That being said, I wouldn't recommend riding a hardtail at a DH park, not only would it not be as much fun, I think it could be downright dangerous (ok, it's dangerous no matter what bike you ride, but I think a hardtail would be very hard to control at speed on a DH course).


----------



## JoePAz (May 7, 2012)

I just when to a DH bike park this past weekend. (Natural terrain and 5% to 20% avg downgrades) I brought 2 bikes. One was a 7" freeride bike. It is set-up about like DH bike, but has a single crown fork. Definitely enough bike. I also brought a Santa Cruz Solo (5010). That is a 5" bike with 68 deg head angle and a dropper post. Not really ideal, but I wanted to see how it would do.

While the 7" bike was better suited to chair lift riding, more plush and more than durable enough for the trails I was actually more comfortable and in fact faster on the Solo. The reason was in large part due me being mostly an XC rider vs a DH type. It was my first visit to a DH park in 15 years and I have not developed the skills to fully utilize the capabilities of the 7" bike. I don't do jump and am still not comfortable on large drops. So given my personal limitations the 5" Solo with the dropper was very capable. In order for me to fully use the capabilities of the 7" bike I need push my mental confidence and skill set. Plus I need to learn to dial in the suspension as the rear felt both really soft and did not seem to hold traction well. 

Point is that just by renting a DH bike does not mean you will be able move from "Green" trails to "Double or Triple black diamond" trails.
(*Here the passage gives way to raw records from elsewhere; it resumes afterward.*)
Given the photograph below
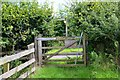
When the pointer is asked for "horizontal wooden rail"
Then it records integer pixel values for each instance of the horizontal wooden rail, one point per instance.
(65, 65)
(63, 61)
(72, 53)
(52, 47)
(16, 69)
(57, 38)
(15, 56)
(58, 47)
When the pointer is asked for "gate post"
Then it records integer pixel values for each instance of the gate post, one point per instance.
(40, 51)
(85, 48)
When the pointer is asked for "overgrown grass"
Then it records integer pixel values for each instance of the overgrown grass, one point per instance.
(66, 50)
(73, 72)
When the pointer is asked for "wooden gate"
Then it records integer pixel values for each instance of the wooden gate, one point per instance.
(44, 56)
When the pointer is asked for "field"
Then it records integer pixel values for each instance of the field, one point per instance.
(74, 72)
(91, 71)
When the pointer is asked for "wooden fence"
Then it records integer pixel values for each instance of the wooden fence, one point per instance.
(39, 48)
(5, 62)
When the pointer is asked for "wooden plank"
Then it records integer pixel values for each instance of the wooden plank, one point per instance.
(84, 49)
(46, 39)
(65, 65)
(17, 69)
(52, 47)
(63, 61)
(60, 50)
(6, 59)
(58, 47)
(26, 74)
(72, 53)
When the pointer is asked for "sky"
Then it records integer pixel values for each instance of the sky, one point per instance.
(57, 4)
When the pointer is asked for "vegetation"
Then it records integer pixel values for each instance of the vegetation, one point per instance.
(74, 72)
(23, 21)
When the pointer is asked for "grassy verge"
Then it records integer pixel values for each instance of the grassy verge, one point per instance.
(65, 50)
(73, 72)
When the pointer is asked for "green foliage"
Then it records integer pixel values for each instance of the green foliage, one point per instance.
(98, 19)
(23, 21)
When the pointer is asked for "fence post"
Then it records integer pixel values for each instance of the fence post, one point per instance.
(36, 50)
(84, 49)
(32, 55)
(6, 67)
(40, 51)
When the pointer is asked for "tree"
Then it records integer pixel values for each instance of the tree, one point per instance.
(98, 19)
(22, 22)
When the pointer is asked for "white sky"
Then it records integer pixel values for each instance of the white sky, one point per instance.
(57, 4)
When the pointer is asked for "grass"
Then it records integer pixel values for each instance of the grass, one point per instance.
(73, 72)
(65, 50)
(92, 71)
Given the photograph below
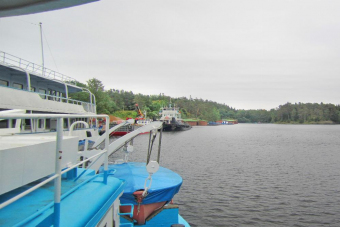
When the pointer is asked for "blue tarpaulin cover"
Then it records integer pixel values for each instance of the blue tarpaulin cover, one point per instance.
(165, 183)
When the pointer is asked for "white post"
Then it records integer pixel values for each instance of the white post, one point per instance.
(57, 181)
(107, 142)
(42, 50)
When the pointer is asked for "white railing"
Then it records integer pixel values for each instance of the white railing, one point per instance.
(59, 140)
(31, 67)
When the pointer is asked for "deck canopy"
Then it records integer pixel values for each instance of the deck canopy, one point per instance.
(10, 8)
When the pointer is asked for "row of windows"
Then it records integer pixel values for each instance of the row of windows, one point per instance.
(33, 89)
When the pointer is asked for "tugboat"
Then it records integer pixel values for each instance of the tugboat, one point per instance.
(171, 118)
(46, 180)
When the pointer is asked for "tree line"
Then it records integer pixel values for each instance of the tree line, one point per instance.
(123, 104)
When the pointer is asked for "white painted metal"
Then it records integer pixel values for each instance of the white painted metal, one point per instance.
(117, 144)
(19, 99)
(26, 158)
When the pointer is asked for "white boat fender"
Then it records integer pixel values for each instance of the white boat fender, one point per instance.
(152, 168)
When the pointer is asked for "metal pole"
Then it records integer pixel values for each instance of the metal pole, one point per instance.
(160, 143)
(107, 142)
(57, 181)
(42, 50)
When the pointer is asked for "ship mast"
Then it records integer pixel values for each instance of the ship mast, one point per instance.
(42, 49)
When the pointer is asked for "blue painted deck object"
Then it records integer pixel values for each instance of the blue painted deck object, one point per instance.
(83, 203)
(165, 183)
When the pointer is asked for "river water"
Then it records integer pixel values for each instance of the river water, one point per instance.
(254, 174)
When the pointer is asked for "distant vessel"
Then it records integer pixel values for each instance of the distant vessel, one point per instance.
(171, 118)
(46, 179)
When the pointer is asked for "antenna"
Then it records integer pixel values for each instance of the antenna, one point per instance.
(42, 49)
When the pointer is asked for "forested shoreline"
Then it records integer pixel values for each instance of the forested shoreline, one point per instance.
(122, 104)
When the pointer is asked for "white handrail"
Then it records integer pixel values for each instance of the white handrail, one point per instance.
(59, 138)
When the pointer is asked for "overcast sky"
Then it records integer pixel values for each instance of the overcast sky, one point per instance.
(244, 53)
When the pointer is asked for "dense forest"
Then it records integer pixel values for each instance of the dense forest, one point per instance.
(123, 104)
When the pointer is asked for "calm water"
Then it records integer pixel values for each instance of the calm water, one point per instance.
(254, 175)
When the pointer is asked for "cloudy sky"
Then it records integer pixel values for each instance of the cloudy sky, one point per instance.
(244, 53)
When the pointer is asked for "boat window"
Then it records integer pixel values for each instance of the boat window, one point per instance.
(18, 86)
(52, 93)
(4, 124)
(4, 83)
(43, 93)
(27, 124)
(48, 123)
(41, 123)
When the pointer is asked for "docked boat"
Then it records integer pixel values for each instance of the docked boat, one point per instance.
(171, 118)
(46, 179)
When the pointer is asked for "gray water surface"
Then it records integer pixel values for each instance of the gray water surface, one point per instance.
(254, 174)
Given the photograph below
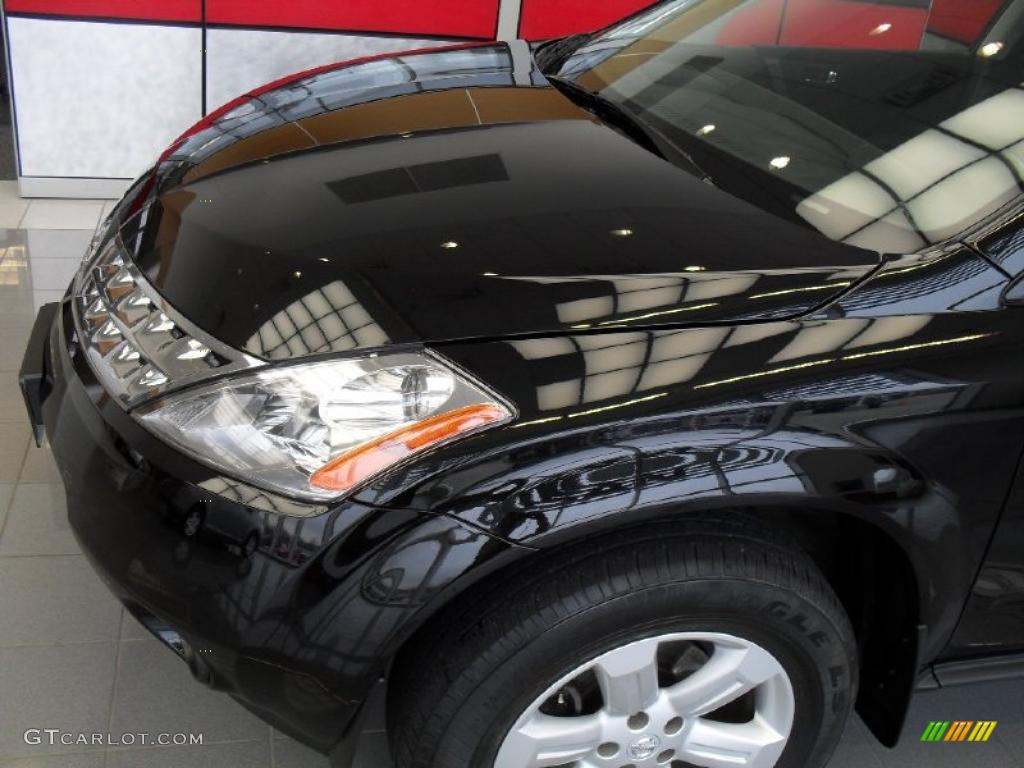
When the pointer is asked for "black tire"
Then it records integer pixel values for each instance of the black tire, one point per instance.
(468, 676)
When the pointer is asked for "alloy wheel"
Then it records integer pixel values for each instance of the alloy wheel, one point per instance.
(678, 699)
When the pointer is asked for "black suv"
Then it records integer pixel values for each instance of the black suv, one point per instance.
(650, 397)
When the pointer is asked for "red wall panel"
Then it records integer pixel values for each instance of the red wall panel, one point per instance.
(474, 18)
(963, 20)
(547, 18)
(162, 10)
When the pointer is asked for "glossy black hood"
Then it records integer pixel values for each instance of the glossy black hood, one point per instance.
(446, 196)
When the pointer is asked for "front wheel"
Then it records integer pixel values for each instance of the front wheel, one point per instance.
(712, 645)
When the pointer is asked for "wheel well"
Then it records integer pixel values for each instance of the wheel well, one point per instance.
(875, 582)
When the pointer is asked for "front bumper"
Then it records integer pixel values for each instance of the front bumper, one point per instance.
(297, 617)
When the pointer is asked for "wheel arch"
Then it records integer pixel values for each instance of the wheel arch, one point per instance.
(880, 593)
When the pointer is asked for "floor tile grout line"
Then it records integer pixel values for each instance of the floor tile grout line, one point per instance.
(24, 214)
(10, 502)
(114, 682)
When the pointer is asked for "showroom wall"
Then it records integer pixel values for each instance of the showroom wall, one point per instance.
(99, 87)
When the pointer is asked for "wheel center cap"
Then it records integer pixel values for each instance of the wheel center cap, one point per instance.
(645, 747)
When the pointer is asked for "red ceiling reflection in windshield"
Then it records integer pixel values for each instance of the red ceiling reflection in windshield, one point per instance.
(828, 24)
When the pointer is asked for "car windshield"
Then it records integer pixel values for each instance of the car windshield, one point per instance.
(891, 125)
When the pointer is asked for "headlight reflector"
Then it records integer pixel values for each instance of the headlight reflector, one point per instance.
(316, 430)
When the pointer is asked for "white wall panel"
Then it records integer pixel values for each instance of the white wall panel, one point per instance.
(97, 99)
(239, 60)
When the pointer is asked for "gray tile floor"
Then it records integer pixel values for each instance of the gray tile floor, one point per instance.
(72, 658)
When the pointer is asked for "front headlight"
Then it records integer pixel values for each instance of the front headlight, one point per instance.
(316, 430)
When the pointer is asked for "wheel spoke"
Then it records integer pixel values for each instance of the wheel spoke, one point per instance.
(753, 744)
(547, 740)
(628, 677)
(731, 672)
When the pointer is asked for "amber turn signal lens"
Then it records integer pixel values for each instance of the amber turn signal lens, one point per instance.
(353, 466)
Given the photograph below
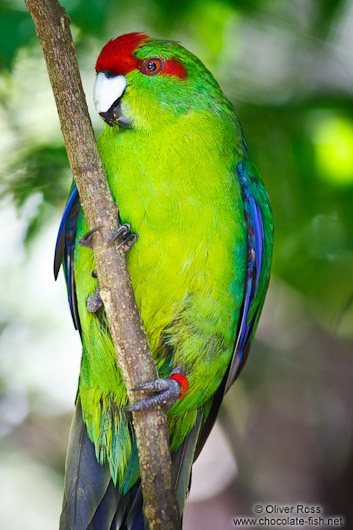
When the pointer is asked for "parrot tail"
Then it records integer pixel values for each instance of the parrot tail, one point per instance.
(92, 501)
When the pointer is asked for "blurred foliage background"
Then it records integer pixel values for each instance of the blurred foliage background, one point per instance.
(285, 431)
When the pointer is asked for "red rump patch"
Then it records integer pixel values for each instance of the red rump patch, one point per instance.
(117, 55)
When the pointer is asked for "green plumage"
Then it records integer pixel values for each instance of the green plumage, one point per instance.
(173, 175)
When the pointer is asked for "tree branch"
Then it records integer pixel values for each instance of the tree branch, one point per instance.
(132, 350)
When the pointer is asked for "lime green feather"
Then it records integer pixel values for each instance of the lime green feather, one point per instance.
(172, 175)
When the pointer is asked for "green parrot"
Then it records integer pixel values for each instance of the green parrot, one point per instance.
(197, 230)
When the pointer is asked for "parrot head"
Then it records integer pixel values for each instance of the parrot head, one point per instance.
(144, 82)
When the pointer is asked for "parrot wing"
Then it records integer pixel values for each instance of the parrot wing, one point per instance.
(64, 250)
(259, 227)
(258, 217)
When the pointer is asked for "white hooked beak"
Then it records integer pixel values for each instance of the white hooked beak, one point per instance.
(108, 90)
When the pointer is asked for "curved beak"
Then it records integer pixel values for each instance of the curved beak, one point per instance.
(107, 93)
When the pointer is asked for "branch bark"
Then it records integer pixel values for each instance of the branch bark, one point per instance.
(132, 350)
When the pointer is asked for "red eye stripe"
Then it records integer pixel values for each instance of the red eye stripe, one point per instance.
(173, 67)
(117, 55)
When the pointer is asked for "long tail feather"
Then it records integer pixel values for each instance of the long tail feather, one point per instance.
(86, 481)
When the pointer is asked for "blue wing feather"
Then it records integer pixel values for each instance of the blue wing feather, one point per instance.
(255, 230)
(64, 250)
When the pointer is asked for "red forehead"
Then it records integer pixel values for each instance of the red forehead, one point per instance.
(117, 55)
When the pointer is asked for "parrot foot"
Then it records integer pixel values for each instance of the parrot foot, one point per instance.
(124, 234)
(94, 302)
(168, 392)
(86, 240)
(127, 238)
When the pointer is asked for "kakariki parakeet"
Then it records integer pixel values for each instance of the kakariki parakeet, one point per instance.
(178, 167)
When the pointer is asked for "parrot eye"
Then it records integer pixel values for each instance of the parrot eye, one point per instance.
(151, 66)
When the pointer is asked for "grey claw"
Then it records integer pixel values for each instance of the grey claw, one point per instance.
(168, 392)
(86, 240)
(129, 242)
(124, 230)
(127, 239)
(94, 302)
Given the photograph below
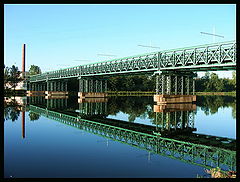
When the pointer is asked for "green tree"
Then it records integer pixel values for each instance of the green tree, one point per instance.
(14, 76)
(34, 70)
(214, 84)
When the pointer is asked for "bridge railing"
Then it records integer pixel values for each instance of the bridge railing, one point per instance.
(211, 56)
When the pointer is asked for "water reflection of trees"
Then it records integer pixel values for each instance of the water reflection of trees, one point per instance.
(211, 104)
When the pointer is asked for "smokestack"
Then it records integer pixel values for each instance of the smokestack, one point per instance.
(23, 60)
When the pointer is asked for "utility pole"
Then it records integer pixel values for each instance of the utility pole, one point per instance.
(23, 60)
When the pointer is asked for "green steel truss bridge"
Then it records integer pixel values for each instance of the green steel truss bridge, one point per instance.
(206, 156)
(218, 56)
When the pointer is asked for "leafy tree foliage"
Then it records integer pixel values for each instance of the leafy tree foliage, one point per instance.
(34, 70)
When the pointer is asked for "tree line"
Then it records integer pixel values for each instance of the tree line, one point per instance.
(12, 76)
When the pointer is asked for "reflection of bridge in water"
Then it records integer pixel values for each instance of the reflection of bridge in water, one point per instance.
(171, 137)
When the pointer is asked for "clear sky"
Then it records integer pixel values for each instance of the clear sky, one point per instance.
(59, 36)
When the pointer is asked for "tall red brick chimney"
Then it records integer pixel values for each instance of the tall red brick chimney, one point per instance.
(23, 59)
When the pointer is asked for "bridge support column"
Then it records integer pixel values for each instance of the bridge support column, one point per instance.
(92, 87)
(36, 89)
(56, 88)
(175, 87)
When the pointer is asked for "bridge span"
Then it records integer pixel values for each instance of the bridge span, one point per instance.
(175, 72)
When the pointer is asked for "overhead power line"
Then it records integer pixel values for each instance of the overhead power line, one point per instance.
(105, 55)
(212, 34)
(149, 46)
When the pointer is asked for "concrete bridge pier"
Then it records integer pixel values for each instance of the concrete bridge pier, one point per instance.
(175, 87)
(92, 87)
(56, 88)
(36, 89)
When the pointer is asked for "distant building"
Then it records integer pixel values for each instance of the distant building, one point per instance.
(22, 85)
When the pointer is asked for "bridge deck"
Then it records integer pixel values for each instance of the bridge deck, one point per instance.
(218, 56)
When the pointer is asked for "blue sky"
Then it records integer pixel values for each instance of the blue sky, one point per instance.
(59, 36)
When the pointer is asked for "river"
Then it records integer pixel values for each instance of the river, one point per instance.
(118, 137)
Sure the bike can, but can the rider? I do think bringing a HT to DH bike part is an exercise in frustration, but you can still have fun on a medium to long travel "trail" or "AM bike" also. You may not be able to hit all the big lines, but even trying them is probably high risk for a first time.


----------



## csermonet (Feb 2, 2009)

If you are riding real dh trails, its 100% worth it to rent a dh bike. The guy who posted his "do-it-all" bike above, is a Iron Horse 6 Point. I have a 2007 6 Point that is build up with all modern components, a RS Vivid Air, RS Lyrik, it rode it as a trail bike. I am looking to sell for $1700 shipped if you would be interested. You can see pics of it here 2007 Iron Horse 6 Point - csermonet's Bike Check - Vital MTB

if you are a one-bike kind of guy, a nice trail bike will be perfectly fine for riding downhill. If you can afford to have a DH specific bike and have progressed enough as a rider to reap the benefits of a big travel, slack, low, long dh bike, then you will definitely enjoy it. Really all comes down to what you are willing to spend


----------



## bpressnall (Aug 25, 2006)

The problem is you are asking this question on the DH forum so naturally you are going to hear that you need a DH bike. If you are happy with your bike and have never ridden at a bike park, you will have plenty fun on your bike. You'll be slower, but who cares as long as you're having a good time. Do you think the Marin boys riding the Repack didn't have any fun because they were on fully rigid bikes? Sure once you get into it, you might want to step it up, but don't worry about it.


----------



## Ihor22 (Jun 12, 2016)

please help urgently !!! yesterday broke the fork race soon !! BUT there is no money even for most of fiscal !!! Tell me what to do !! It's a shame trained tsily year !!


----------



## csermonet (Feb 2, 2009)

Ihor22 said:


> please help urgently !!! yesterday broke the fork race soon !! BUT there is no money even for most of fiscal !!! Tell me what to do !! It's a shame trained tsily year !!


ok. so what do you want us to do?


----------



## Ihor22 (Jun 12, 2016)

Tell me what to do


----------



## csermonet (Feb 2, 2009)

buy a new fork


----------